L’ambizione prestazionale non alimenta solo una visione olistica della salute (legata al benessere fisico e mentale), ma accresce anche nuove forme di senso di colpa e di inadeguatezza individuale di fronte ai desideri e ai traguardi che le persone si pongono.

Infine, le dinamiche contemporanee mostrano l’accrescersi di forme di alienazione esistenziale e perdita di significato riscontrabili nella diffusa mancanza di motivazione e nelle forme di stanchezza.

Disfunzioni strutturali

Lo scarto anomico non è semplicemente una questione di malessere individuale, ma il sintomo di disfunzioni strutturali più ampie nella società contemporanea. La depressione e l’ansia, chiosa il direttore di ricerca emerito al Centre national de la recherche scientifique, Alain Ehrenberg, sono i nomi che diamo al nostro dolore quando la società esige che ogni individuo si comporti come un essere sovrano, padrone del proprio destino, in un contesto di crescente incertezza e precarietà.
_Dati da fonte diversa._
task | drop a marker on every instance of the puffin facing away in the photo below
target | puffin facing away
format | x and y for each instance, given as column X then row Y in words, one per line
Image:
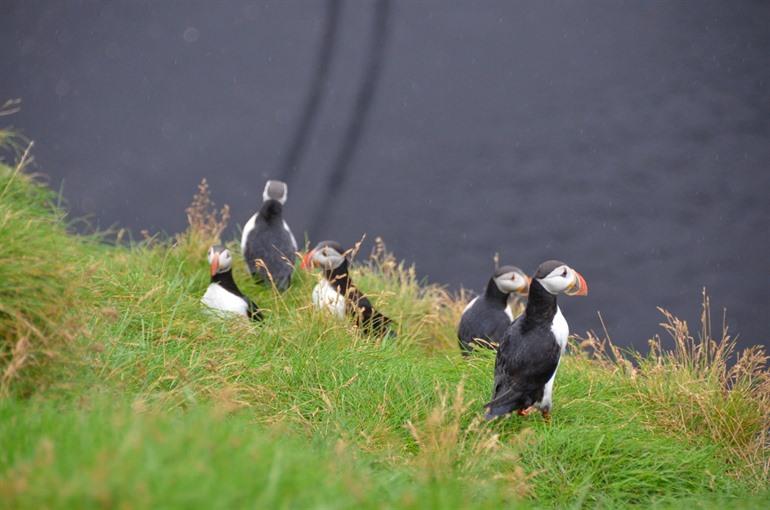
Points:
column 531, row 348
column 336, row 294
column 487, row 317
column 223, row 295
column 268, row 238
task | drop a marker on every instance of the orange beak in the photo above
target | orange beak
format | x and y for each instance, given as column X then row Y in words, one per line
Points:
column 307, row 260
column 582, row 285
column 215, row 265
column 525, row 289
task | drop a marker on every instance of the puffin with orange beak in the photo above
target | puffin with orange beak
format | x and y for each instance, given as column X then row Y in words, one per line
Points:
column 488, row 316
column 530, row 350
column 336, row 294
column 222, row 295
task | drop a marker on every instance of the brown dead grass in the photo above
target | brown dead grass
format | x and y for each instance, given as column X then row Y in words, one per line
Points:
column 700, row 386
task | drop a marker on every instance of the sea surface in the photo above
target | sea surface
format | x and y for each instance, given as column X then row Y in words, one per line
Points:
column 628, row 139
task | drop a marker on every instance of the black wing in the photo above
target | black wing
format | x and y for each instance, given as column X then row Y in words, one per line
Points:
column 482, row 325
column 272, row 244
column 368, row 319
column 524, row 363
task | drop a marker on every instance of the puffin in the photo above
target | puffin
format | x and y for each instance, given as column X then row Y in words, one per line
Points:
column 336, row 294
column 530, row 349
column 223, row 295
column 267, row 242
column 487, row 317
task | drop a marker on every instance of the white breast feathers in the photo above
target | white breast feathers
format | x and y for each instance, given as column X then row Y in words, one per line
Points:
column 326, row 297
column 221, row 300
column 560, row 329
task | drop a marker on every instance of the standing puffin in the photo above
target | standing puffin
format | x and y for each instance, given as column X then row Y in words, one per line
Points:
column 223, row 295
column 336, row 293
column 530, row 350
column 267, row 242
column 487, row 317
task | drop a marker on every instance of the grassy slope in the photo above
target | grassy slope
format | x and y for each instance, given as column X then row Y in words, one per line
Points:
column 127, row 392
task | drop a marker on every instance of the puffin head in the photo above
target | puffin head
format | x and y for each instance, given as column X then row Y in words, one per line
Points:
column 275, row 190
column 327, row 254
column 511, row 279
column 220, row 259
column 558, row 278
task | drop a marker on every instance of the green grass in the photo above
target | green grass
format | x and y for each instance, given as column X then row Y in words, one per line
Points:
column 118, row 390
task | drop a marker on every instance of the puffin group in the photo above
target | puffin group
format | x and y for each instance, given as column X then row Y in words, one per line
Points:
column 528, row 347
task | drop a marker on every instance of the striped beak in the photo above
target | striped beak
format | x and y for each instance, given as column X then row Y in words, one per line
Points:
column 215, row 265
column 307, row 260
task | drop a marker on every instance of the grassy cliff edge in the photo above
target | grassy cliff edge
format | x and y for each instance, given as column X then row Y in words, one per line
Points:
column 117, row 390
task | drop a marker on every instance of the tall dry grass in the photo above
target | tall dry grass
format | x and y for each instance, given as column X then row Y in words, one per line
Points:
column 702, row 385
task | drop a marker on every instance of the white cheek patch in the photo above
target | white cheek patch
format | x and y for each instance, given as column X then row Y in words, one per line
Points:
column 555, row 283
column 506, row 285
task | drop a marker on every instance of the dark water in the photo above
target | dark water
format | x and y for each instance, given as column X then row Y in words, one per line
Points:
column 629, row 139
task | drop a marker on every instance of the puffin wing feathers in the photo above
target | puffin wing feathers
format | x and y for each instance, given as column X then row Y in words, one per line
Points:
column 522, row 368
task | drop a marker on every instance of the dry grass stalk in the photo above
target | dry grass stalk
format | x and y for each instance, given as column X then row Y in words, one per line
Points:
column 695, row 386
column 444, row 443
column 205, row 221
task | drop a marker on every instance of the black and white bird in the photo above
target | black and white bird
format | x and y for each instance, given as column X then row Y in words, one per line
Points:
column 223, row 295
column 267, row 242
column 531, row 348
column 336, row 294
column 487, row 317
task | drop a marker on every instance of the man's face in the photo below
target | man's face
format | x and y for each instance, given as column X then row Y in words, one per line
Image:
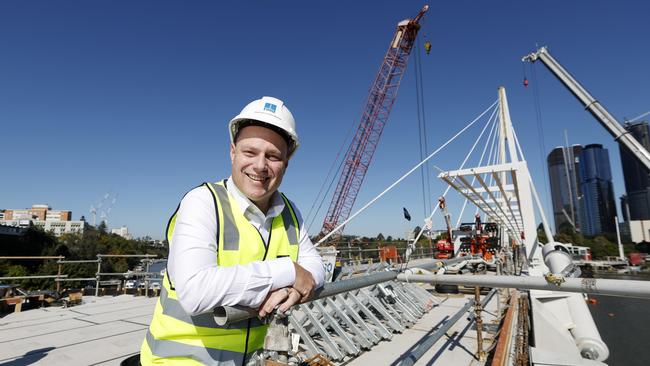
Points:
column 259, row 159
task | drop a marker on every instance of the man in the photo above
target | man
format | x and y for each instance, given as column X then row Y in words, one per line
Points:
column 235, row 242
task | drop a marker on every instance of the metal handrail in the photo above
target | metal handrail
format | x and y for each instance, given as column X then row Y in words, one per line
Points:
column 59, row 277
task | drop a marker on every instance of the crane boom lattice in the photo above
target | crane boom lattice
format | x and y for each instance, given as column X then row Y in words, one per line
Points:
column 381, row 98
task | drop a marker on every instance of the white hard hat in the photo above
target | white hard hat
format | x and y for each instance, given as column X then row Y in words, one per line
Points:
column 270, row 111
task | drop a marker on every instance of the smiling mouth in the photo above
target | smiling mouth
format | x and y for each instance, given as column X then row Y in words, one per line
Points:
column 257, row 178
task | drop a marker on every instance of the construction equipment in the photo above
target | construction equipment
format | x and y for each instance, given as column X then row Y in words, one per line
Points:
column 592, row 105
column 381, row 98
column 482, row 239
column 445, row 247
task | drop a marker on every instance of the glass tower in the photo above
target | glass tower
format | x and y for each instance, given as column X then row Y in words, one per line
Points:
column 565, row 188
column 597, row 202
column 636, row 176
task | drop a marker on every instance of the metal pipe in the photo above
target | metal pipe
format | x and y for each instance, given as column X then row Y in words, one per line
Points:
column 608, row 287
column 224, row 315
column 416, row 354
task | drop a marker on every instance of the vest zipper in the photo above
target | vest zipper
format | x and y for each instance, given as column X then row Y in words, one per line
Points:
column 248, row 333
column 268, row 243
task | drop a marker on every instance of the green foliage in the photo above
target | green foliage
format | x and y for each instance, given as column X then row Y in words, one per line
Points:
column 84, row 246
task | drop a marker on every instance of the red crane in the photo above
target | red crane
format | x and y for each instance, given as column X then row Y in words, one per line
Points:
column 375, row 115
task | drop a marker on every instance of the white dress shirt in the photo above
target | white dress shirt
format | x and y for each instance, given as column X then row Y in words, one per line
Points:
column 201, row 284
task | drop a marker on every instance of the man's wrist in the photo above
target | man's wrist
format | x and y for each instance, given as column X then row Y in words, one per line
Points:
column 282, row 272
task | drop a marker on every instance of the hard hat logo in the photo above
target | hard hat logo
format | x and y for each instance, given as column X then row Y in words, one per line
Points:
column 270, row 112
column 270, row 107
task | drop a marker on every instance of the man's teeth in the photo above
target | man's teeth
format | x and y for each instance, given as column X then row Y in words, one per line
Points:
column 256, row 177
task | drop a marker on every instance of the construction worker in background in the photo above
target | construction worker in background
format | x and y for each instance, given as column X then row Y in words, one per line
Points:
column 235, row 242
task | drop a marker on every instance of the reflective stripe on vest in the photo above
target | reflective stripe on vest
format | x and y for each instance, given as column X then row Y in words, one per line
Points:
column 206, row 356
column 177, row 336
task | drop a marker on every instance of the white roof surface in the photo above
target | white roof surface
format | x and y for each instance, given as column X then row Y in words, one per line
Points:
column 101, row 331
column 106, row 330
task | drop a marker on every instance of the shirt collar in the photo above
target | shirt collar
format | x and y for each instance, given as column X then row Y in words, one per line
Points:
column 246, row 205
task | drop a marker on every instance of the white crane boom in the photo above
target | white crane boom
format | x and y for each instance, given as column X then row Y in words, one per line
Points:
column 592, row 105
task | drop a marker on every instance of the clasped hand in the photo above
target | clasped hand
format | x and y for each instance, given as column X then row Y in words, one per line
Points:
column 284, row 298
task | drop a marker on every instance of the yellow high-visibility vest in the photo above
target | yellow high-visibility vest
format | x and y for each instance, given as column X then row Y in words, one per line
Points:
column 177, row 338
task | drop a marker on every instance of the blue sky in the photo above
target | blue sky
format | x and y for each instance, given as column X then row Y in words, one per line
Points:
column 133, row 97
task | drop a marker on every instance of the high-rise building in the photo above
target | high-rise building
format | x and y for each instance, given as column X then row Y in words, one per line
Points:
column 564, row 175
column 597, row 202
column 636, row 176
column 58, row 222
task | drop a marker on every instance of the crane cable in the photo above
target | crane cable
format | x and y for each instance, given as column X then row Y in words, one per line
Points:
column 422, row 130
column 490, row 121
column 540, row 129
column 310, row 218
column 323, row 239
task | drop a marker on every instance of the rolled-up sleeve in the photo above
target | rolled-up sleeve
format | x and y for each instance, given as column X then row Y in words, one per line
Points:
column 308, row 256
Lo scarto anomico riflette l’entrata in tensione di alcune dinamiche fondanti il vivere oggi: l’imperativo sociale di perseguire il benessere come scopo individuale; l’erosione delle strutture sociali che tradizionalmente supportavano la vita delle persone, nonché l’aumento delle forme di incertezza e precarietà.

Questa entrata in tensione crea un paradosso in cui la ricerca del ben-essere diventa essa stessa una fonte di malessere. L’anomia del benessere, la fatica di essere sé stessi nella contemporaneità, la paura di una vita senza qualità, sono delle sfide per la contemporaneità, per le persone, per le imprese, per le politiche pubbliche. Esse costringono gli attori sociali a ripensare il senso del ben vivere e del ben essere, spingendo a individuare nuovi approcci per rigenerare l’interconnessione tra benessere individuale e strutture sociali, tra individui e collettività, tra privatizzazione esistenziale e senso di coesione sociale in un’epoca di crescente frammentazione e individualizzazione.